Health Costs Fall With Big Push to Managed Care : Benefits: Businesses realized savings in 1994 as coverage for thousands of employees was shifted.
WASHINGTON — By shifting workers by the thousands into managed care, businesses reduced their spending on employee health benefits by 1.1% in 1994, a survey of nearly 2,100 firms showed.
The average firm with 10 or more workers spent $3,741 per employee on health benefits, down from $3,781 in 1993, the benefit consulting firm Foster Higgins reported Monday. It was the first time since 1986, when the firm first began conducting the survey, that these costs have actually fallen.
Big companies, those with more than 500 employees, had the most success. Their health bills fell by 1.9%, to $4,040 per employee.
Companies with fewer than 500 employees, which generally offer less generous coverage, saw their costs climb by 6.5%, to $3,452.
But small or large, businesses are rapidly shifting their workers into managed-care plans that seek to lower costs by emphasizing primary care and imposing some restraints on which physicians and hospitals their workers use.

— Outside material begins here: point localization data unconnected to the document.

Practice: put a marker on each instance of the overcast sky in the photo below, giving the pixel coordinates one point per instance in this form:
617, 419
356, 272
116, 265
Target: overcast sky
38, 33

Foster Higgins surveyed 2,097 firms and found 63% of covered employees were in managed-care plans--health maintenance organizations, preferred provider organizations and point-of-service plans. That was up from 52% in 1993.
For years, health costs have been rising at twice and three times the rate of inflation. But that spiral slowed dramatically in 1994 while Congress debated, and eventually discarded, President Clinton’s proposal to make all employers and employees buy health insurance.

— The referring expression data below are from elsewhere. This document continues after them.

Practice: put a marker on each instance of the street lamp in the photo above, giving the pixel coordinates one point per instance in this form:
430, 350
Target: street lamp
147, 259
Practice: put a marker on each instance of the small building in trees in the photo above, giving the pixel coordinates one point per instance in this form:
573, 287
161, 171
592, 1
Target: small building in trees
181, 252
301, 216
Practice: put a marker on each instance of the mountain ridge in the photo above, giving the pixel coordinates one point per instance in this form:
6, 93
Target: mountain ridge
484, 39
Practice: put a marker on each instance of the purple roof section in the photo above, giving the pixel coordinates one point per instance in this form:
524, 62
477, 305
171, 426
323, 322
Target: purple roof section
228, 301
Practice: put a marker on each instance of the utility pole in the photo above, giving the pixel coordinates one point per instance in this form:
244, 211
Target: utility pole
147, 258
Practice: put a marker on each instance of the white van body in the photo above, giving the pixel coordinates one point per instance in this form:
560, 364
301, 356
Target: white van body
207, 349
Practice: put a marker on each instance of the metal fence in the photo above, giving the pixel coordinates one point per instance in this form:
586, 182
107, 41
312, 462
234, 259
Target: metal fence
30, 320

Another private firm, KPMG Peat Marwick, has estimated that overall private health insurance premiums rose 4.8% in 1994.
The Clinton administration last week sharply lowered its estimate of the future costs of Medicare and Medicaid, but said health costs were still rising too rapidly.
While health cost inflation has abated, 41 million Americans, or 16.1% of the population, are uninsured, and the number is rising.

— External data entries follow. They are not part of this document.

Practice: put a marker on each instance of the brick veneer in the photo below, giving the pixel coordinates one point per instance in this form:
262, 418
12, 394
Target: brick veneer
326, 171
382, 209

John Welch, a principal with Foster Higgins’ Washington office, said, “Employers that have embraced and moved to managed care have been rewarded. . . . They really saw the results come through for them for the first time.”
Employer health costs rose 8% in 1993.
Employers can lower costs by slashing benefits or forcing workers to pay more out of their own pockets.
But Welch said, “We didn’t see much evidence of cost-shifting to employees.”
Most of the growth in managed care was in point-of-service plans, which encourage patients to choose from a network of doctors and hospitals, with the option to go outside the network by paying more.
Fifteen percent of employers offered a point-of-service option in 1994, up from 4% in 1993.
Employers for the first time induced a significant number of retirees to join HMOs, particularly in the West.
“Retirees have traditionally been very reluctant to leave their own doctors and join HMOs,” said Dave Rahill, also a Foster Higgins principal. “Getting this high-cost population into low-cost plans will have a big impact on employers’ health care liability over the long term.”
In the Northeast, 63% of covered workers were in managed care, up from 34% in 1993. Employers’ costs declined 9.7%, to $3,851 per employee.
In the Midwest, managed-care enrollment grew from 51% to 60% while costs rose 0.7%, to $4,048.
In the West, the bellwether for managed care, enrollment grew from 72% to 80%, and costs rose 2%, to $3,693.
In the South, managed-care enrollment inched up from 57% to 58%, and costs rose 3.9%, to $3,389.
A sample of all firms with 10 or more employees was surveyed by ICR Survey Research Group for Foster Higgins. The company said the results are valid for more than 550,000 employers with 68 million employees.